Original article can be found here (source): Deep Learning on Medium
In the last two articles, you learned to use ML-Agents and trained two agents. The first was able to jump over walls, and the second learned to destroy a pyramid to get the golden brick. It’s time to do something harder.
When I was thinking about creating a custom environment, I remembered the famous scene in Indiana Jones, where Indy needs to get the golden statue and avoid a lot of traps to survive.
I was thinking: could my agent could be as good as him? Spoiler alert: it is, as you can see in this replay video!
That’s why during the last two weeks, I developed in Unity an open-source reinforcement learning environment called the Mayan Adventure. A dangerous modular environment full of traps. And, in order to train the agent, I used a learning strategy called curriculum learning.
So today, you’ll learn about curriculum learning, and you’ll train our agent to attain the golden statue and beat the game.
So let’s get started!
Introducing the Mayan Adventure
As I said, the Mayan Adventure is an open-source reinforcement learning environment for ML-Agents.
In this environment, you train your agent (Indie) to beat every dangerous trap to get the golden statue.
During the learning process, our agent starts to avoid falling off the ground and get the golden statue. As he’s becoming better we add some difficulty, thanks to the two pressure buttons, your agent can transform itself into rock or wood.
He will need to transform itself into wood to cross the wooden bridge otherwise, the bridge will collapse.
Then into a rock to cross the fire level.
The reward system is:
In terms of observation, our agent does not use computer vision but ray perception tensors. Think of them as lasers that will detect if it passes through an object.
We used two of them detecting safe platform, to rock button, to wood button, fire, wood bridge, goal, and gem.
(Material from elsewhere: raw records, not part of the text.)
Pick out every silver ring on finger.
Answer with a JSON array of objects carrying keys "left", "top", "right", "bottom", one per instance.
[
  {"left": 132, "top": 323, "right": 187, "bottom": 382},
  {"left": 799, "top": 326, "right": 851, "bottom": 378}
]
The second ray detects also the void (in order to train our agent to avoid falling from the environment).
Moreover, we added 3 observations: a boolean informing if the agent is rock or not, and x and z velocity of the agent.
The action space is discrete with:
Behind the hood: how was it done?
The Mayan Adventure started with this prototyped version.
But it was not really appealing, in order to create the environment we used different free packages:
- 3D Game Kit: A fantastic environment created by Unity, I use their rock platforms, buttons, vegetations and pillars elements.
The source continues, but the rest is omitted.